Link to my monolith PR: Native ETag Support by hamdaankhalid · Pull Request #908 · microsoft/garnet
Over the past few months, as part of my role at Microsoft Azure, I was tasked with implementing ETag support in Garnet, our RESP-compliant key-value store. Garnet is Microsoft's competitor to Redis, known for its ability to handle data larger than memory while still delivering exceptional performance.
This article documents the challenges, mistakes, and lessons I learned while implementing this feature—particularly given Garnet’s focus on nano-second level performance optimizations.
----------------------------------------
The core functionality took two weeks to develop and test end-to-end. Achieving 100% unit test coverage required an additional two weeks, followed by two more weeks for PR feedback and RESP API standardization.
However, I underestimated the complexity of optimizing for nano-second level performance. Addressing these regressions doubled my original timeline, requiring extensive benchmarking and tuning. Key efforts included:
if-else
statements to improve branch prediction.Lesson Learned: Always budget additional time for benchmarking when working on performance-critical systems. The process of measuring and optimizing each change takes far longer than anticipated.
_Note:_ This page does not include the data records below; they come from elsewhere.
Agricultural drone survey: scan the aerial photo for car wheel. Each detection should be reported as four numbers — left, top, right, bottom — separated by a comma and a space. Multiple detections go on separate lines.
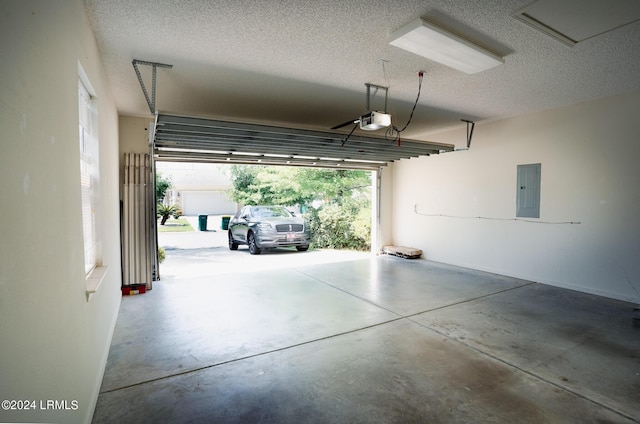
247, 232, 260, 255
229, 231, 238, 250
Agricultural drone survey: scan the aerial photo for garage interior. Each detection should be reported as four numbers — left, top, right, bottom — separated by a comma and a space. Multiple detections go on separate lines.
0, 0, 640, 423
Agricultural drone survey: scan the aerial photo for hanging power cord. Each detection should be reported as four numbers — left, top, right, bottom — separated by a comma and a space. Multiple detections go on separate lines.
384, 71, 424, 147
341, 121, 358, 147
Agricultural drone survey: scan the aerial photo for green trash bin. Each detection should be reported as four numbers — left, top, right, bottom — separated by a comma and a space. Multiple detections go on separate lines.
198, 215, 207, 231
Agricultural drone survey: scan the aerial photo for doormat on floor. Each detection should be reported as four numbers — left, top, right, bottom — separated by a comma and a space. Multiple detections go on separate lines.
382, 246, 422, 259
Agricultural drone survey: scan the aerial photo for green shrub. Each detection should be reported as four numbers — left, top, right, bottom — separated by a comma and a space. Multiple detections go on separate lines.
306, 201, 371, 251
156, 203, 182, 225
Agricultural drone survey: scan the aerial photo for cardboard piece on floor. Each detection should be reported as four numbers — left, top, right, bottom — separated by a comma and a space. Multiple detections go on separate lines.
382, 246, 422, 259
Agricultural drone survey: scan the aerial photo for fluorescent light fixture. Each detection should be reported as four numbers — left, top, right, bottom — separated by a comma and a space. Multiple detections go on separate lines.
389, 18, 504, 74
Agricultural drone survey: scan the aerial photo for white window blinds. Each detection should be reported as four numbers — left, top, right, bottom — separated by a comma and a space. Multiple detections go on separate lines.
78, 79, 99, 274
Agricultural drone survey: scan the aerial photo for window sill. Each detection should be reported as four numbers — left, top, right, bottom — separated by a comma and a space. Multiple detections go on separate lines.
85, 266, 109, 302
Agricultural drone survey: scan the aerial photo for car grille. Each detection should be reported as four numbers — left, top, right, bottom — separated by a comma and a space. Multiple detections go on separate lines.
276, 224, 302, 233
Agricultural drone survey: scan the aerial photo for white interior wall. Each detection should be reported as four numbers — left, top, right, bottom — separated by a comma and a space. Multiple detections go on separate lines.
0, 0, 121, 423
387, 92, 640, 302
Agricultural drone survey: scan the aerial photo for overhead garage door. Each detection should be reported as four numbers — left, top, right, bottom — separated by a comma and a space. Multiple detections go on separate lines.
154, 114, 455, 170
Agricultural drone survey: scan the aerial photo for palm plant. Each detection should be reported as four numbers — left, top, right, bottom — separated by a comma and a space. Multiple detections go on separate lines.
156, 203, 182, 225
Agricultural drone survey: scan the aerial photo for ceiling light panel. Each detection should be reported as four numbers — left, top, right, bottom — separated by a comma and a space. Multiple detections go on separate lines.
389, 18, 504, 74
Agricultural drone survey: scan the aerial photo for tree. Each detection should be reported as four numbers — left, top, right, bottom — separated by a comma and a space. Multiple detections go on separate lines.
229, 165, 371, 250
156, 172, 173, 203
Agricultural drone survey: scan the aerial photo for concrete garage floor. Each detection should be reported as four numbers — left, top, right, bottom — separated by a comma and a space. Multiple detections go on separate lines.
93, 230, 640, 423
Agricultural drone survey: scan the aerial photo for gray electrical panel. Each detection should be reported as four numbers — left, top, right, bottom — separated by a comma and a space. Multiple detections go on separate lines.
516, 163, 542, 218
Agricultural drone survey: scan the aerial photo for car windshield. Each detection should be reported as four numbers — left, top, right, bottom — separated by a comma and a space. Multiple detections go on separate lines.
251, 206, 291, 218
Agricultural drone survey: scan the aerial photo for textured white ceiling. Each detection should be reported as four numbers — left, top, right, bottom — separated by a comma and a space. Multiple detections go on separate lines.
86, 0, 640, 141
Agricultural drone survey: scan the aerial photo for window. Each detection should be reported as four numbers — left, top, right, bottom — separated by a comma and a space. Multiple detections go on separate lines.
78, 69, 100, 276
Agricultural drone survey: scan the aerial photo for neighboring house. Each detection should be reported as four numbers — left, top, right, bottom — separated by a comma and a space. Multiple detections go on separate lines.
156, 162, 238, 215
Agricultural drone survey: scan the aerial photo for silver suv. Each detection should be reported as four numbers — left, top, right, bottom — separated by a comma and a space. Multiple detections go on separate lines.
229, 206, 311, 255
Modern processors use branch prediction to optimize conditional control flow. When conditions are predictably true or false, branch prediction can be incredibly efficient. However, contrary to my intuition, I found that traditional if-else
conditions often outperformed branchless programming for predictable cases.
Micro-benchmarking was critical in uncovering this insight. Without it, my use of branchless programming would have added unnecessary complexity without any measurable benefits.
Lesson Learned: Your optimization is meaningless if you don’t measure it. Avoid “Schrödinger’s cat” scenarios with performance—always benchmark before and after making changes.
---------------------
I’m a fan of C# when it feels like C++—straightforward and easy to mentally map to IL/Assembly. However, newer C# features, like pattern matching, significantly improve readability when used correctly.
Initially, I used pattern matching extensively to simplify complex control flows. The result was more readable code, but benchmarking revealed a major performance hit. Investigating the compiled IL showed additional control flow instructions that the compiler couldn’t optimize effectively. While the if-else
approach was less readable and prone to future bugs, it produced faster, more efficient code.
Lesson Learned: Always analyze the IL (using tools like SharpLab or ILSpy) or Assembly to understand the cost of syntactic sugar. What looks elegant in source code may carry hidden performance penalties.
--------------
I wrote 2,000 lines of test code and rewrote the core implementation at least eight times. Testing against a well-defined high-level API saved my sanity, allowing me to quickly identify and fix regressions after each iteration.
This approach also helped during performance tuning and refactoring. The efficiency of the developer loop—where you can confidently hit Run Tests and get immediate feedback—proved invaluable.
Lesson Learned: None—this was one thing I got right from the start! Test-driven development (TDD) is a lifesaver when dealing with complex feature implementations.
Implementing ETag support for Garnet was a challenging but rewarding experience. It pushed me to refine my understanding of performance tuning and taught me the importance of proper benchmarking, understanding syntactic sugar costs, and maintaining a robust testing strategy.
Forgot this one. If you are manually fixing the size of a struct make it memory aligned https://learn.microsoft.com/en-us/cpp/cpp/alignment-cpp-declarations?view=msvc-170
Great read! I wonder, is there a team inside Microsoft that might want to know about the loose IL being generated with the new SS? Or is it unavoidable consequence of how the features themselves work?
The most optimal pattern matching would have eventually gotten to the same if-else but it would have been far from readable. At that point, the if-else based statement was what went further. Going to find the Diff from the PR and email it.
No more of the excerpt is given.